At the same time, Amazon’s lift from AI—its fourth-quarter revenue beat analyst forecasts, buoyed by 24% revenue growth in its AI-supporting AWS unit—has not been enough to save jobs from the chopping block. In late January, Amazon announced it was cutting 16,000 positions after announcing 14,000 job cuts in October

CEO Andy Jassy in June issued a company-wide memo that said Amazon expected to reduce its total corporate workforce “as we get efficiency gains from using AI extensively across the company.” Later, after Amazon laid off its first round of workers, he said the cuts were driven by “culture” and “a lot more layers” due to years of rapid growth. Amazon is looking to cut costs wherever it can as it pours money into its frantic AI data center infrastructure build-out. During its earnings call, the company said it expects its capital expenditures to top $200 billion this year, up 60% from last year and far above Wall Street expectations. (Its shares initially sank as a result.)

These layoffs at generally healthy companies may be “a little bit of a hangover effect from what was a really hot labor market a few years ago, when there was intense competition for talent,” says Chris Martin, lead researcher on Glassdoor’s economic research team. “So you’ll hear companies in these cases say they want to streamline, or remove layers of bureaucracy or management, or trim bloat.
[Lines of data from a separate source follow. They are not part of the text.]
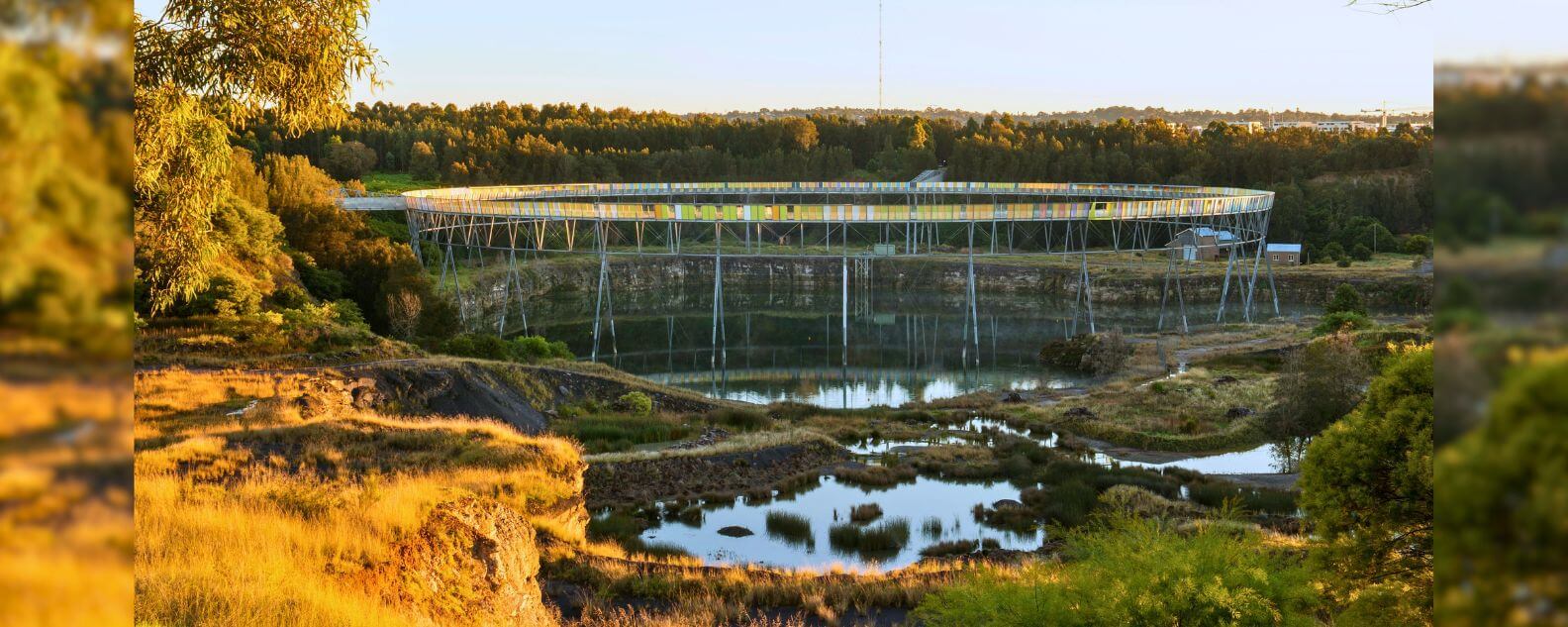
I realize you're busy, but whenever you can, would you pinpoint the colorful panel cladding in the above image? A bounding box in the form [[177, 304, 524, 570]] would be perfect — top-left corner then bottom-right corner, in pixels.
[[403, 182, 1273, 223]]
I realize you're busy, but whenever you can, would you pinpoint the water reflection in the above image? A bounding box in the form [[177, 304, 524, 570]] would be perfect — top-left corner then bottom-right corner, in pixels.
[[630, 476, 1044, 569]]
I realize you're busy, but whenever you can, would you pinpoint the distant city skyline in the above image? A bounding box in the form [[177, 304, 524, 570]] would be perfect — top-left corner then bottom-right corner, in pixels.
[[137, 0, 1529, 113]]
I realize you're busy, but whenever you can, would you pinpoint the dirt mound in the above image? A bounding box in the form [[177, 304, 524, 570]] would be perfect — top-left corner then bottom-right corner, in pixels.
[[585, 442, 848, 509], [357, 498, 558, 625], [357, 361, 555, 434]]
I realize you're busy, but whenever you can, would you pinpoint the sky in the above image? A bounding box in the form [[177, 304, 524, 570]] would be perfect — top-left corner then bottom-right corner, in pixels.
[[128, 0, 1568, 113]]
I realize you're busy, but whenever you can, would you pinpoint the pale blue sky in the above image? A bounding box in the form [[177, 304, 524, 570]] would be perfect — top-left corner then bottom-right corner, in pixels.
[[137, 0, 1565, 113]]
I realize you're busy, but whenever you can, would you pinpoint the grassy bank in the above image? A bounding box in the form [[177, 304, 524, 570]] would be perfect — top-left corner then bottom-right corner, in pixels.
[[135, 368, 585, 625]]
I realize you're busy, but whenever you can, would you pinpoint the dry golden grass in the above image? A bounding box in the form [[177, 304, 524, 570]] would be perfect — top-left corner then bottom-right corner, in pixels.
[[0, 369, 135, 625], [585, 430, 838, 464], [135, 368, 583, 625]]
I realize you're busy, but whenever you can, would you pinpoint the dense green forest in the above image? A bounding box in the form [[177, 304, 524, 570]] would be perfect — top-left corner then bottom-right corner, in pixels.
[[240, 102, 1431, 255], [1436, 83, 1568, 246]]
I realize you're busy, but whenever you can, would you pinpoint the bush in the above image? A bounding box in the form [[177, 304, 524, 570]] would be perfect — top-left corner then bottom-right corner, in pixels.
[[911, 516, 1319, 627], [1319, 242, 1345, 261], [828, 519, 910, 560], [1264, 332, 1367, 438], [511, 336, 574, 363], [1300, 348, 1429, 620], [707, 407, 773, 431], [615, 392, 654, 415], [767, 509, 814, 544], [1399, 235, 1431, 258], [850, 503, 881, 522]]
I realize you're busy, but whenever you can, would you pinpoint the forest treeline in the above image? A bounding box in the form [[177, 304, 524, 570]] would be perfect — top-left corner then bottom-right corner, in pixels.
[[1434, 81, 1568, 246], [239, 102, 1431, 257]]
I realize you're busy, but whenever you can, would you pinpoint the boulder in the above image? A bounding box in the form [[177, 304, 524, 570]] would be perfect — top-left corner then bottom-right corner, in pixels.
[[1225, 407, 1253, 419], [718, 525, 755, 538]]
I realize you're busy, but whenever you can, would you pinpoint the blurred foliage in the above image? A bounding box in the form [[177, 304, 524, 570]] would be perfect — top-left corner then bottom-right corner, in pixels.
[[132, 0, 376, 315], [1436, 356, 1568, 624], [1300, 350, 1433, 624], [0, 2, 132, 356]]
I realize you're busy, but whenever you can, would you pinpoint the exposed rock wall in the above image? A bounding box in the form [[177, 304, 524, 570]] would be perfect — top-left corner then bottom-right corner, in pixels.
[[359, 498, 558, 625]]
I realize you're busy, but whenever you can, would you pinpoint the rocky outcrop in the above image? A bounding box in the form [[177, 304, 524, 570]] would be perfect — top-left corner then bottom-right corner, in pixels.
[[586, 442, 848, 509], [357, 498, 558, 625]]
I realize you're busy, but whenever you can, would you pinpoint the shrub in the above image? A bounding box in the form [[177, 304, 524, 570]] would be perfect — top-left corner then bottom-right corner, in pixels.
[[1313, 312, 1372, 336], [707, 407, 773, 431], [1264, 332, 1367, 438], [1300, 348, 1435, 620], [511, 336, 574, 363], [615, 392, 654, 415], [913, 516, 1318, 627], [828, 519, 910, 558], [1323, 283, 1367, 315], [921, 539, 980, 558], [1319, 242, 1345, 261]]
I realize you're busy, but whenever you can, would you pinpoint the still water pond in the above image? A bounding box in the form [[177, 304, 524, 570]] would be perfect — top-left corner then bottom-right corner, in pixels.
[[530, 283, 1310, 407]]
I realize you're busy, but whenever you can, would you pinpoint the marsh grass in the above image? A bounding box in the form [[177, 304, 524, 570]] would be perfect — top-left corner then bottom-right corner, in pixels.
[[828, 519, 910, 560], [585, 430, 838, 464], [833, 464, 918, 487], [850, 503, 881, 524], [135, 368, 585, 625]]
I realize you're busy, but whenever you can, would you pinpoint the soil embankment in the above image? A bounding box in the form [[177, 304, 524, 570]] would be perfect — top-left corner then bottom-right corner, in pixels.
[[351, 359, 731, 434]]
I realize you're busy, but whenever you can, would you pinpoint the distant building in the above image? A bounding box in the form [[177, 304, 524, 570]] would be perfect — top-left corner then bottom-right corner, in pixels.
[[1165, 226, 1237, 261], [1264, 242, 1305, 264], [1318, 119, 1377, 134], [1268, 121, 1318, 130]]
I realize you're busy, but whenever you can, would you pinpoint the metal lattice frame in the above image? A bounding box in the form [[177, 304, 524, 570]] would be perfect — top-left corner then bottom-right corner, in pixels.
[[403, 182, 1280, 361]]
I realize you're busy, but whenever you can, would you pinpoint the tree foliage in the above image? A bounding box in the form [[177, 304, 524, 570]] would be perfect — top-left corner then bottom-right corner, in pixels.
[[132, 0, 376, 314], [1264, 334, 1367, 438], [1436, 356, 1568, 624], [1300, 348, 1433, 622]]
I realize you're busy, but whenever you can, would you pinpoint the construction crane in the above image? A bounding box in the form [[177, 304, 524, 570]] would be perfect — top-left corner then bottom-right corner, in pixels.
[[1361, 100, 1431, 129]]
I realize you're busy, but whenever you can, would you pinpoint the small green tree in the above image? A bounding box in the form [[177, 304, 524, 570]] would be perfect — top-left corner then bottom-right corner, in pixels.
[[1264, 334, 1367, 438], [1300, 348, 1433, 624], [1436, 357, 1568, 624], [1323, 283, 1367, 315], [615, 392, 654, 415], [408, 141, 440, 180], [1350, 245, 1372, 261], [1319, 242, 1345, 261]]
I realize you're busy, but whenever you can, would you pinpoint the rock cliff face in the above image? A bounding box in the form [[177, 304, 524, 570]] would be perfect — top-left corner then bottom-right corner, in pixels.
[[360, 498, 558, 625]]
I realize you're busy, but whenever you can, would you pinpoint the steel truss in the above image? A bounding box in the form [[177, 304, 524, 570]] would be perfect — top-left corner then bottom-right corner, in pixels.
[[408, 186, 1280, 366]]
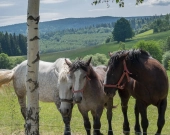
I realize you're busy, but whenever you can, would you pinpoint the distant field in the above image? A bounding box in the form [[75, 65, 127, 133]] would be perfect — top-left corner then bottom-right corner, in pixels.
[[38, 30, 170, 61], [10, 30, 170, 62], [0, 31, 170, 135]]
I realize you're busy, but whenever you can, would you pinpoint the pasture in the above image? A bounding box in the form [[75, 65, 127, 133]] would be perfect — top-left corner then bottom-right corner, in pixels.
[[0, 30, 170, 135], [11, 30, 170, 62], [0, 71, 170, 135]]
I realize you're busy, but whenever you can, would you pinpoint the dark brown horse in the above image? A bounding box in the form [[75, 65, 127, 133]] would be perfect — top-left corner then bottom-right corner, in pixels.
[[104, 49, 168, 135], [66, 58, 113, 135]]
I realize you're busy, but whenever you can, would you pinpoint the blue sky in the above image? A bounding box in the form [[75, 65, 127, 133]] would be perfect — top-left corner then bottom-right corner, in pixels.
[[0, 0, 170, 26]]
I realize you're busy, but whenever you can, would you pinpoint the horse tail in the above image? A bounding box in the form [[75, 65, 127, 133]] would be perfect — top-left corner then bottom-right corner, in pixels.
[[0, 69, 14, 87]]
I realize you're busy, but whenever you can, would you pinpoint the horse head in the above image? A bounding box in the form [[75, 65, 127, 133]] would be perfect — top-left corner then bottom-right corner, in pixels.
[[66, 57, 92, 103], [104, 51, 130, 97], [58, 58, 73, 116]]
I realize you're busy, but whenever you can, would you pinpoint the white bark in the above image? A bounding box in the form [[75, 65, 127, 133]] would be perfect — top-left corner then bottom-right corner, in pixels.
[[25, 0, 40, 135]]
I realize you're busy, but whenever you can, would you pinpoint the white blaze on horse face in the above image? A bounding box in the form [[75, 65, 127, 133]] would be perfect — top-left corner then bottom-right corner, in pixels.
[[59, 80, 72, 114], [104, 66, 109, 84], [74, 70, 85, 91]]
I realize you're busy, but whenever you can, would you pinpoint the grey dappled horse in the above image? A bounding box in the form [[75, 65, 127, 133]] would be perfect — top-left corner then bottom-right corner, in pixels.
[[0, 58, 73, 135], [66, 58, 113, 135]]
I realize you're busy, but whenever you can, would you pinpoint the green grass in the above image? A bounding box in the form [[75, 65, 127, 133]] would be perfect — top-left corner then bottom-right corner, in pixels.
[[135, 30, 153, 38], [13, 30, 170, 62], [0, 71, 170, 135], [41, 30, 170, 61], [0, 31, 170, 135]]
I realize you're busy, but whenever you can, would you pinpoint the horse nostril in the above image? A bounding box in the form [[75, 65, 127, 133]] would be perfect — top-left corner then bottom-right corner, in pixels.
[[58, 108, 61, 112], [80, 97, 82, 101]]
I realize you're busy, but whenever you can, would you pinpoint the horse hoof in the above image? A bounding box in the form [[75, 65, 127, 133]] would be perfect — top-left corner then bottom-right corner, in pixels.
[[64, 131, 71, 135], [135, 132, 142, 135], [108, 131, 113, 135], [123, 131, 130, 135]]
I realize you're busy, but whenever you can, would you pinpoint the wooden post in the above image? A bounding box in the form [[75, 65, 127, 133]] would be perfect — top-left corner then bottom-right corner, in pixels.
[[25, 0, 40, 135]]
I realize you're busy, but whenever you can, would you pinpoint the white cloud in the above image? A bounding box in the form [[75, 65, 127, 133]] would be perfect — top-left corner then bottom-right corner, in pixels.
[[40, 12, 65, 22], [141, 0, 170, 6], [0, 15, 27, 26], [40, 0, 66, 4], [88, 8, 113, 12]]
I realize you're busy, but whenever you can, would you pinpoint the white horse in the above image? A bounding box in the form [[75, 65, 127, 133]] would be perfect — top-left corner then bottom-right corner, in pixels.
[[0, 58, 73, 135]]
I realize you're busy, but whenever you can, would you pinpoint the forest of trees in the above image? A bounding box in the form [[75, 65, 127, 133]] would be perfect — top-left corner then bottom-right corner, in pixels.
[[0, 32, 27, 56], [0, 14, 170, 56]]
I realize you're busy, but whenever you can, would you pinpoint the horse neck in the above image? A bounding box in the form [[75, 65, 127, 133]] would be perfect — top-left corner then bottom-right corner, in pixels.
[[88, 66, 98, 80]]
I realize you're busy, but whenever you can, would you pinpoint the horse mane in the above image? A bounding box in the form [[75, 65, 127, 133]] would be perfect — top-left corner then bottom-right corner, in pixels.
[[109, 49, 151, 66], [70, 60, 88, 72], [58, 63, 69, 81], [70, 59, 98, 79]]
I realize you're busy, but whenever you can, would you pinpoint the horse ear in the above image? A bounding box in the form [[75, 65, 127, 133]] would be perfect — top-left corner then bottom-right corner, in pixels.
[[54, 69, 58, 77], [108, 52, 113, 57], [65, 59, 72, 67], [86, 57, 92, 66]]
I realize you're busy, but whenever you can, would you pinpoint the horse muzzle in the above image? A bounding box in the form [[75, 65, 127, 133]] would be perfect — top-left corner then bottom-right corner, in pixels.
[[104, 88, 116, 97], [73, 93, 82, 103]]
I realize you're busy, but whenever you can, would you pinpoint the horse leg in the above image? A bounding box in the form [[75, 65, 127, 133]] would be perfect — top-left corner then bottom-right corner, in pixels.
[[155, 98, 167, 135], [17, 95, 26, 120], [118, 90, 130, 135], [91, 107, 103, 135], [107, 98, 113, 135], [134, 102, 141, 135], [62, 105, 73, 135], [136, 100, 149, 135]]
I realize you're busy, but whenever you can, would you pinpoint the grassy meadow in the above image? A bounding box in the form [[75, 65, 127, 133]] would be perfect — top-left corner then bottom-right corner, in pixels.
[[0, 30, 170, 135], [0, 71, 170, 135]]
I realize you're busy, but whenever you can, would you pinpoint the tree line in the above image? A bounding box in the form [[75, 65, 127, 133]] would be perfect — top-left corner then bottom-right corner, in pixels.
[[0, 32, 27, 56]]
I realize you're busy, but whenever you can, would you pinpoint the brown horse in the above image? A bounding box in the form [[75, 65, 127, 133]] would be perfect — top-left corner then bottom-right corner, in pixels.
[[104, 49, 168, 135], [66, 58, 113, 135]]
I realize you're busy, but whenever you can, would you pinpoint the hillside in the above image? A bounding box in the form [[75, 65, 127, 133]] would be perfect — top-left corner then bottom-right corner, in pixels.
[[0, 16, 152, 35], [35, 30, 170, 62]]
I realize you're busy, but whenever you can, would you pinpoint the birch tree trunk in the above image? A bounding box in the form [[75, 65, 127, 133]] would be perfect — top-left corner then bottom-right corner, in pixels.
[[25, 0, 40, 135]]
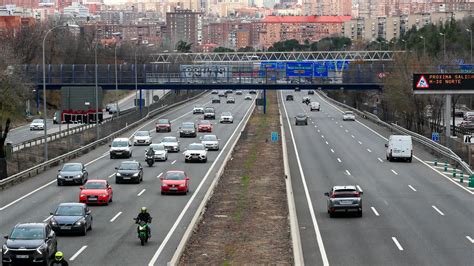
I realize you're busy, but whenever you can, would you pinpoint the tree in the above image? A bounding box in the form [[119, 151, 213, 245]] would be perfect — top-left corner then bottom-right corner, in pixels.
[[176, 41, 193, 53]]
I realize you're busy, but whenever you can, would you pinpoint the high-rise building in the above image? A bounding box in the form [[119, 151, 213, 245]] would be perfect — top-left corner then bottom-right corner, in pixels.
[[166, 9, 202, 49]]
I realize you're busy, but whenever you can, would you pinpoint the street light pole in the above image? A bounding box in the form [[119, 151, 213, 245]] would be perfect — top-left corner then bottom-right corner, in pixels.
[[43, 25, 67, 161]]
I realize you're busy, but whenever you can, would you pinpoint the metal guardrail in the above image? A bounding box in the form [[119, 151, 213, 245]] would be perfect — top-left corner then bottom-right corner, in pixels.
[[320, 93, 474, 175], [0, 91, 207, 189]]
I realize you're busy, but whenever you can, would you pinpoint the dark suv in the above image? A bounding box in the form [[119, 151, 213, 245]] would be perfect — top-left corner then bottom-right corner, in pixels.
[[115, 161, 143, 184], [2, 223, 58, 265]]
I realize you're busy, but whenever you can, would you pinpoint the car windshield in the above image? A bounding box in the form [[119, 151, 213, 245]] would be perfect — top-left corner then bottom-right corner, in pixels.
[[84, 182, 105, 189], [164, 172, 186, 180], [61, 164, 82, 172], [119, 163, 138, 170], [54, 206, 84, 216], [9, 226, 44, 240], [188, 143, 204, 151], [112, 141, 128, 147], [150, 144, 165, 151], [161, 137, 178, 142], [202, 135, 217, 141], [135, 131, 150, 137]]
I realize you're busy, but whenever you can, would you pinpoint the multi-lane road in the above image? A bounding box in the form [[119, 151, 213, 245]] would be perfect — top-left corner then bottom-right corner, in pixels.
[[281, 91, 474, 265], [0, 91, 254, 265]]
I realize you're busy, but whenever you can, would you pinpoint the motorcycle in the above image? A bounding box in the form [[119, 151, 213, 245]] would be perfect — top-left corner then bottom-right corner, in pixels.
[[133, 218, 151, 246], [145, 155, 155, 167]]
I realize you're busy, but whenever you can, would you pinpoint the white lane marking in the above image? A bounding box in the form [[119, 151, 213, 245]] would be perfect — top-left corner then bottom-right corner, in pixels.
[[431, 205, 444, 216], [0, 96, 210, 211], [392, 236, 403, 251], [137, 188, 146, 197], [148, 96, 255, 266], [281, 94, 329, 266], [466, 236, 474, 244], [43, 215, 53, 223], [69, 246, 87, 261], [110, 212, 122, 223], [370, 207, 380, 216]]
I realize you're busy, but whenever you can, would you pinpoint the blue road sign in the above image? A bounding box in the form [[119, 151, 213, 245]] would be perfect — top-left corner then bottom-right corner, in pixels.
[[272, 132, 278, 142], [313, 62, 328, 78], [286, 62, 313, 77]]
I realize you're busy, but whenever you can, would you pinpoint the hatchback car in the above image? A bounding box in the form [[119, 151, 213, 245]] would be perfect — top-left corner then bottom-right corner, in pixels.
[[49, 202, 92, 236], [155, 118, 171, 132], [201, 135, 219, 151], [115, 161, 143, 184], [30, 119, 44, 130], [179, 122, 197, 138], [295, 113, 308, 126], [79, 179, 114, 205], [133, 130, 151, 146], [198, 120, 212, 132], [324, 186, 363, 217], [2, 223, 58, 265], [160, 171, 189, 195], [161, 136, 180, 152], [56, 163, 89, 186], [145, 143, 168, 161]]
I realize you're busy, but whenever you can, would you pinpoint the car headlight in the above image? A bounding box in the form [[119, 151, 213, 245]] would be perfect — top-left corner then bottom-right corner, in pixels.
[[2, 244, 8, 255]]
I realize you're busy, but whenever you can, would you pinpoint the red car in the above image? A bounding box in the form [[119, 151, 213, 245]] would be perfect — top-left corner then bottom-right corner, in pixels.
[[79, 179, 113, 205], [198, 120, 212, 132], [155, 119, 171, 132], [160, 171, 189, 195]]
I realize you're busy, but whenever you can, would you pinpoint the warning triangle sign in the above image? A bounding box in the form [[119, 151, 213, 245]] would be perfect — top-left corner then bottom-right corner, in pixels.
[[416, 75, 430, 89]]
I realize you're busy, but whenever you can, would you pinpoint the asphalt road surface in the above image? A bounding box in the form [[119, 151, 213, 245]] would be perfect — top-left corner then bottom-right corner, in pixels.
[[0, 90, 253, 265], [7, 90, 164, 145], [281, 91, 474, 265]]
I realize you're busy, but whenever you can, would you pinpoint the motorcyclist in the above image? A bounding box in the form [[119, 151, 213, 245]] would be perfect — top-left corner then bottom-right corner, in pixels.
[[136, 207, 151, 237], [49, 251, 69, 266]]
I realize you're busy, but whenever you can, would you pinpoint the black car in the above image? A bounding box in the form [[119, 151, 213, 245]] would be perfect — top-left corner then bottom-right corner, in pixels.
[[115, 161, 143, 184], [49, 202, 92, 236], [2, 223, 58, 265], [179, 121, 198, 138], [56, 163, 89, 186]]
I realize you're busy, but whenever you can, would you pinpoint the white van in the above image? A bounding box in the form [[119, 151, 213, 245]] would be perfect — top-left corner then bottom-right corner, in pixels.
[[109, 138, 132, 159], [385, 135, 413, 162]]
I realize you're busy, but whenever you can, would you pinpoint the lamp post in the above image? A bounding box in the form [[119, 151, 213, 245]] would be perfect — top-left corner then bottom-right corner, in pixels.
[[439, 32, 446, 61], [420, 36, 426, 56], [43, 25, 68, 161], [466, 29, 472, 64]]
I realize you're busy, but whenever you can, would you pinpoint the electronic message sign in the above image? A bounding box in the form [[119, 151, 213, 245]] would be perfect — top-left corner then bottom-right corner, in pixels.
[[413, 73, 474, 94]]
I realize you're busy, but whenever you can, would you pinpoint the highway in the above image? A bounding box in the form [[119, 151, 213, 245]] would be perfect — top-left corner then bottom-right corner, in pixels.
[[0, 91, 254, 265], [281, 91, 474, 265], [7, 90, 165, 145]]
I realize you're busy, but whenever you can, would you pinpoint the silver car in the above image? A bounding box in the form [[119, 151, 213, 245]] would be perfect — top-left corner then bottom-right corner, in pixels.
[[324, 186, 363, 217]]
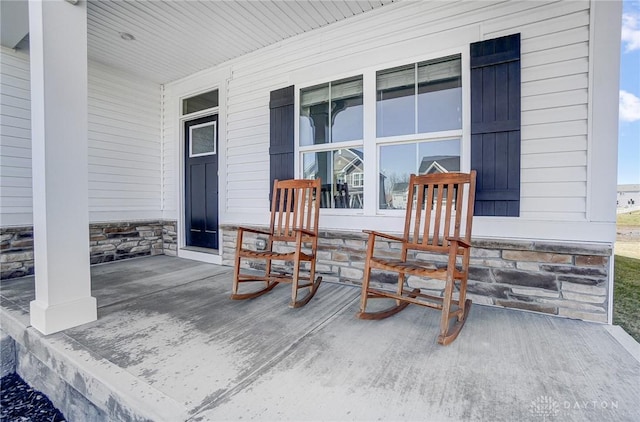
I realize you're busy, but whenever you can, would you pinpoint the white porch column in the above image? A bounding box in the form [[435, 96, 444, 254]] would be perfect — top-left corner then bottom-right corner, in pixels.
[[29, 0, 97, 334]]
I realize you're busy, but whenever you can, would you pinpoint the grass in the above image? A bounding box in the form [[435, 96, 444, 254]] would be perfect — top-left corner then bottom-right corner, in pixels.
[[613, 211, 640, 342], [613, 255, 640, 342], [616, 211, 640, 226]]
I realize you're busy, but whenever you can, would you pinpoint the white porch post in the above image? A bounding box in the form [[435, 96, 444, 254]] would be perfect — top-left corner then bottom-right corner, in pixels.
[[29, 0, 97, 334]]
It’s companies that are doing well, but they’re deciding to boost profitability by removing some headcount.”

The toll layoffs take on workers

Of course, that rationale won’t alleviate workers’ sense of unease because it suggests that AI isn’t the only job killer they need to worry about. And that unease is worth keeping in mind for business leaders considering trimming the payroll. Layoffs at companies with robust bottom lines can “blindside” employees, and the harm done to worker morale is indistinguishable from the effect of layoffs at a struggling company, Martin says, citing Glassdoor research. 

That “drip, drip, drip” approach to layoffs can also wear down workers. Martin and his team flagged a trend at the end of last year: the “forever layoff” or layoffs that “come in never ending waves instead of a tsunami.” Amazon’s January downsizing, which followed an October restructuring, could feel to workers like “a continual drumbeat of trimming and dismissals,” Martin says—hardly a recipe for a cheerful company culture. 

“It has a compounding impact on engagement,” he says, “because you get knocked down by the first layoff and just as you’re getting back up again, there’s another wave, and it’s really hard for employees to recover from that.” 

Beth Galetti, Amazon’s vice president of people experience and technology, seemed to anticipate worker worries about the successive waves of layoffs. “Some of you might ask if this is the beginning of a new rhythm—where we announce broad reductions every few months,” she wrote in a blog post. “That’s not our plan.”

It’s an open question of whether Amazon employees will buy that message. In identifying the “forever layoff” trend, Glassdoor research also spotted another one, called “the great employee-leader divide”: Bosses’ growing leverage has made workers “highly skeptical of what their leaders say and the decisions they make.”

Clarification, Feb. 10, 2026: This article has been updated to clarify the comments of Amazon CEO Andy Jassy following the company’s layoffs.